Among the most difficult challenges beyond the current COVID-19 pandemic is how quickly and effectively nations will be able to develop strategies and mobilize resources should this situation arise in the near or distant future. It is also important to recognize that global preparedness is not simply the sum of national preparedness: a pandemic is a global event demanding global action.[51] That includes stronger mechanisms for collective action that enable countries, businesses, and societies to coordinate and collaborate towards a common goal. While multilateral systems like the UN and G20 have reiterated strong commitments to preparedness, they have struggled to implement a collective response, which has been further hampered by global political tensions undermining multilateral institutions and exacerbating WHO’s financial fragility.

A strong multilateral system is foundational of global pandemic preparedness, across public, private and non-profit sectors working together bilaterally, regionally and internationally. Collective action is needed to ensure a common strategy, coordinated and effective clinical and public health action, and equitable access to countermeasures. Interconnected supply chains and international travel mean that all countries depend on the economic, social, and physical health of all others. The Global Preparedness Monitoring Board (GPMB) is an independent monitoring and accountability body, convened by the WHO and the World Bank to ensure preparedness for global health crises. In its first annual report in September 2019 three months before COVID-19 was discovered, the GPMB outlined the urgent need for strong multilateral systems to undertake the following set of core functions for pandemic preparedness and response:[52]

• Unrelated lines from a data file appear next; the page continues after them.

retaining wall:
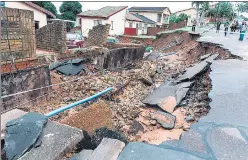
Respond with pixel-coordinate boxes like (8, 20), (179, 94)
(1, 8), (36, 61)
(1, 66), (51, 110)
(35, 21), (66, 53)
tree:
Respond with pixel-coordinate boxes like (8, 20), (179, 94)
(170, 13), (189, 24)
(191, 1), (206, 24)
(59, 1), (82, 30)
(32, 1), (57, 16)
(218, 2), (233, 17)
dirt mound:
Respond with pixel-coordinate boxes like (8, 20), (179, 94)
(60, 102), (113, 134)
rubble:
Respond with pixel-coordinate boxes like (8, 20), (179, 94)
(150, 111), (176, 129)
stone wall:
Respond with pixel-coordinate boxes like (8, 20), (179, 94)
(1, 8), (36, 61)
(35, 21), (66, 53)
(1, 66), (51, 110)
(86, 24), (110, 47)
(73, 46), (145, 69)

  1. Developing global and regional mechanisms for tracking potential pathogens;
  2. Strengthening early notification and comprehensive information sharing;
  3. Intermediate grading of health emergencies;
  4. Development evidence-based recommendations on the role of domestic and international travel and trade recommendations;
  5. Collaborative mechanisms for R&D, regulatory capacity building and harmonization and allocation of countermeasures; and
  6. Mechanisms for assessing International Health Regulation compliance and core capacity implementation, including a universal, periodic, objective and external review mechanism.

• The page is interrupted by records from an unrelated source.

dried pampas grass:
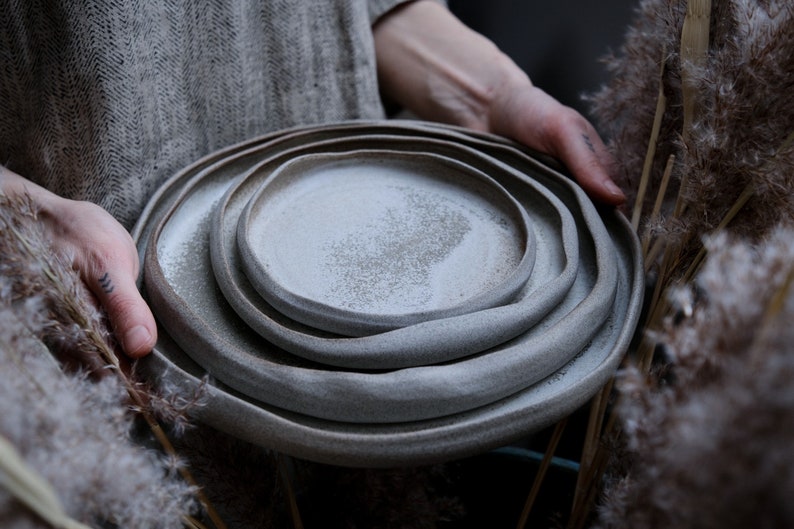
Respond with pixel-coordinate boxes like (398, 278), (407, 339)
(0, 195), (204, 528)
(598, 228), (794, 529)
(569, 0), (794, 527)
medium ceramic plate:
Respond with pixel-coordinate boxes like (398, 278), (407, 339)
(134, 123), (643, 466)
(210, 136), (580, 370)
(237, 150), (535, 336)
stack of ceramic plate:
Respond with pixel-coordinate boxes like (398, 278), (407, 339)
(134, 122), (643, 466)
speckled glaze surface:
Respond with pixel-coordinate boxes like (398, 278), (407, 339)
(234, 150), (535, 336)
(133, 122), (643, 466)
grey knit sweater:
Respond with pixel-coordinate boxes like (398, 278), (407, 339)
(0, 0), (402, 227)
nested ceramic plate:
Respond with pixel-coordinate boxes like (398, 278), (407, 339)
(210, 138), (584, 374)
(134, 123), (642, 466)
(237, 150), (535, 336)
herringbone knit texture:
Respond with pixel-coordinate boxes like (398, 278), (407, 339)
(0, 0), (400, 227)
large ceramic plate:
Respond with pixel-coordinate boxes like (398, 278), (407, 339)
(135, 123), (642, 466)
(237, 150), (535, 336)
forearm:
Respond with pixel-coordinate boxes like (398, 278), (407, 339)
(374, 0), (625, 204)
(374, 0), (531, 130)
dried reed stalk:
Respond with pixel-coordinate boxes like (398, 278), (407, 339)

The COVID-19 pandemic has also demonstrated that efforts are also needed to ensure stockpiles, including global supply chains for essential goods are strengthened, developed, sustained, and financed.[53] Here, simulations and exercises that test and demonstrate the capacity and agility of health emergency preparedness systems, and their functioning within societies can be developed using predictive mechanisms for assessing multisectoral preparedness.

Lastly, COVID-19 has highlighted a fundamental issue with how we define and measure preparedness. Our understanding of preparedness is based on a narrow set of public health capacities that do not fully capture the range of national and international capacities necessary to ensure preparedness, including R&D, measures to mitigate the socio-economic impacts of epidemics and ensure continuity of essential services, international cooperation, and preparedness of international organizations.[54] In addition, current measures focus more on the presence of an institutional policy rather than a demonstrated capacity to operationalize those capacities, and the critical importance of science-informed political leadership.